Nurses lobby to expand ranks
A nurses union is in Washington this week to push for legislation that
will expand the profession’s ranks and to urge Congress to take up a
broader overhaul of the healthcare system.
National Nurses United, a roughly 155,000-member union, will lobby lawmakers and march on the Capitol to push for several bills it says will help combat the nursing shortage and make patient care safer. Unsatisfied with the healthcare reform legislation that passed this spring, the union also will push for a more ambitious revamp.
{mosads}“Meaningful healthcare reform has to be single-payer, to leave profit out of it to make sure patients can be truly taken care of,” Jean Ross, one of the union’s three co-presidents, said. “Is there anything there about quality in there? It is about providing health insurance to some people, not everyone, which is what we wanted.”
Having held its first convention in December 2009, the new union is a member of the AFL-CIO. It hopes to use the credibility of the nursing profession — which it considers an untapped political resource — to get Congress to move again on healthcare reforms, even though lawmakers may feel issue fatigue after debating it for more than a year.
About 1,000 nurses from the union are in the nation’s capital this week, according to organizers. They will hear speeches from Labor Secretary Hilda Solis and AFL-CIO President Richard Trumka on Tuesday at the Washington Hilton and will march from Union Station to the Capitol on Wednesday morning. That afternoon, they’ll meet with individual lawmakers.
The nurses union is supporting legislation introduced by Sen. Barbara Boxer (D-Calif.) and Rep. Jan Schakowsky (D-Ill.) that would establish a federal standard for a nurse-to-patient ratio at hospitals nationwide.
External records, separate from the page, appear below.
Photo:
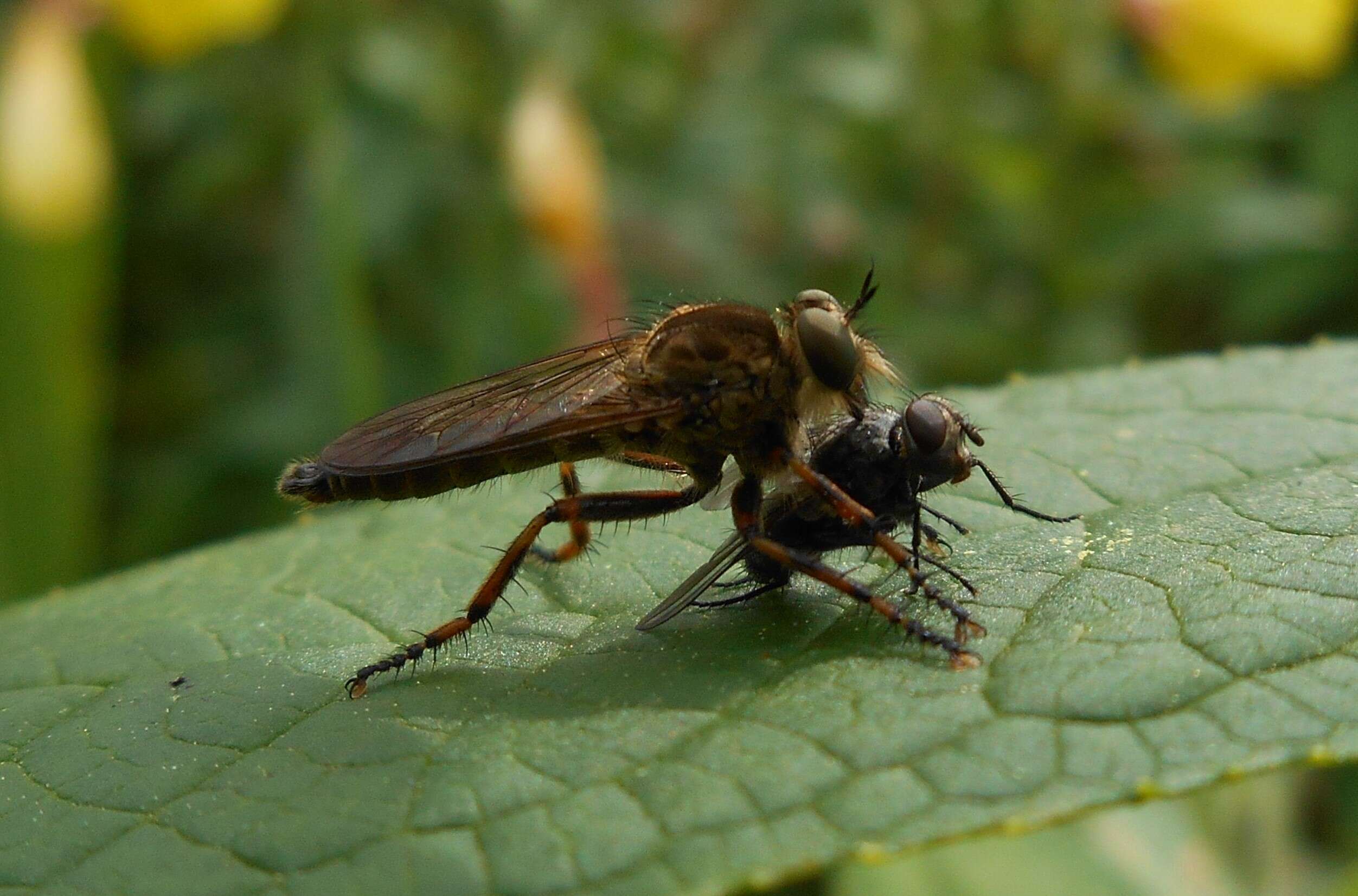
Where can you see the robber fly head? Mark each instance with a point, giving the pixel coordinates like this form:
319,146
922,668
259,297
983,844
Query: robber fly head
837,359
932,436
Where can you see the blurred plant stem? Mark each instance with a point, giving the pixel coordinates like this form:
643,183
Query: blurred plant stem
53,408
328,327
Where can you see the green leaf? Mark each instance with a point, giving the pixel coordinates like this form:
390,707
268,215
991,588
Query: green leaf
1198,623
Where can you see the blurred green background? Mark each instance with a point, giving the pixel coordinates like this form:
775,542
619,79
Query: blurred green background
233,229
310,224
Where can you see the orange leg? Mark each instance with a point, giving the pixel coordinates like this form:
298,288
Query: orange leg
579,528
745,508
606,507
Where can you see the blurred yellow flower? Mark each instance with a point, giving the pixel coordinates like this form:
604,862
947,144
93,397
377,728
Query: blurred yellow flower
56,162
554,167
176,30
1220,52
556,171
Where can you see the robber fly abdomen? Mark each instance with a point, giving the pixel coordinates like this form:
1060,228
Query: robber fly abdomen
704,385
868,478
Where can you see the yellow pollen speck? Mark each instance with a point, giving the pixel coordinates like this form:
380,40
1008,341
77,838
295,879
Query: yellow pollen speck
1148,789
1322,755
872,853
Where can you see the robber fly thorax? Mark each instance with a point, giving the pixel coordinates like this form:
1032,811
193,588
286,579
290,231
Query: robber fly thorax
708,382
875,469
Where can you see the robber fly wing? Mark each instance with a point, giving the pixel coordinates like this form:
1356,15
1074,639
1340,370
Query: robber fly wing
576,391
691,588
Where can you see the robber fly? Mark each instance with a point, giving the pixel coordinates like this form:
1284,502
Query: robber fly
874,473
708,382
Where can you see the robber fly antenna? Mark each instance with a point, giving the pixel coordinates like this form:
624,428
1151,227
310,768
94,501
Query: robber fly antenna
866,292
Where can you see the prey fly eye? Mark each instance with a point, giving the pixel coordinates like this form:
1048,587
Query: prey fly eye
829,346
928,426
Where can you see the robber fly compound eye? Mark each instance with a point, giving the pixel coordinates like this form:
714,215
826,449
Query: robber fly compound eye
829,346
928,426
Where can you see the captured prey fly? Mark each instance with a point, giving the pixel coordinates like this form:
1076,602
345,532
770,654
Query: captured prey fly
875,470
705,383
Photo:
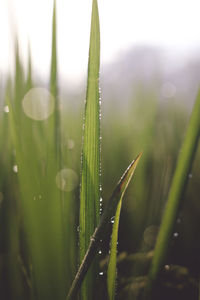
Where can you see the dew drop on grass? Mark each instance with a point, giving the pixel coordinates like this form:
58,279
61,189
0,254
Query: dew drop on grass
167,267
175,234
70,144
112,220
6,109
38,104
150,235
1,197
15,169
66,180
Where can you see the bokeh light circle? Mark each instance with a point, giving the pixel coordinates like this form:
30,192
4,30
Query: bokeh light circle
38,104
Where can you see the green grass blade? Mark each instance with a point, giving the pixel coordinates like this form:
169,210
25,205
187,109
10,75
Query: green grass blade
90,175
179,182
54,86
109,212
112,271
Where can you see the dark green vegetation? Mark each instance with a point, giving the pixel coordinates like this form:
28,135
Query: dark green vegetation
41,241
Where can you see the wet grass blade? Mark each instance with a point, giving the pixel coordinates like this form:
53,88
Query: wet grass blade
90,175
109,212
112,270
177,189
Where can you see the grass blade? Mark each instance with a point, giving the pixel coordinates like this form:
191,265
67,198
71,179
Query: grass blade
90,175
112,271
179,182
99,232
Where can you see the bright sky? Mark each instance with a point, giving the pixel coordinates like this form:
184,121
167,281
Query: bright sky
172,24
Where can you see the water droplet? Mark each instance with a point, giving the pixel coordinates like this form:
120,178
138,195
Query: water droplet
6,109
167,267
38,104
66,180
70,144
1,197
150,235
175,234
112,220
15,169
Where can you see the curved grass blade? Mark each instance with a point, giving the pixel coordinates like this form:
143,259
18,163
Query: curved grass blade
99,232
177,189
90,173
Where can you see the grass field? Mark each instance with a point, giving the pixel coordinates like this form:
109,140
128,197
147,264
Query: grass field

The bill is modeled after a California state law that set minimum ratios there.
Union officials point to a University of Pennsylvania study, issued last month, to bolster their case that the state law has been a success and should be copied at the national level. The study, published in the journal Health Services Research, found that there would have been almost 14 percent fewer surgical deaths in New Jersey and more than 10 percent fewer surgical deaths in Pennsylvania in 2006 if hospitals in these states had followed the California model.
“It has proven just what we said it would do. More nurses come into the profession, more nurses stay in the profession and hundreds of thousands of patients’ lives can be saved,” said Ross, also a working nurse from Minneapolis.
The union is also lobbying for bills that would instill federal standards for patient safety as well as grant full collective bargaining rights to nurses working for the Veteran Affairs Department. Ross said the pieces of legislation are small steps toward making sure everyone has access to quality healthcare.
“We have so much support not just from our members but from other unions, our families and our friends,” Ross said. “For people who don’t have a job or health insurance, they are paying attention. It is a good time to continue to push.”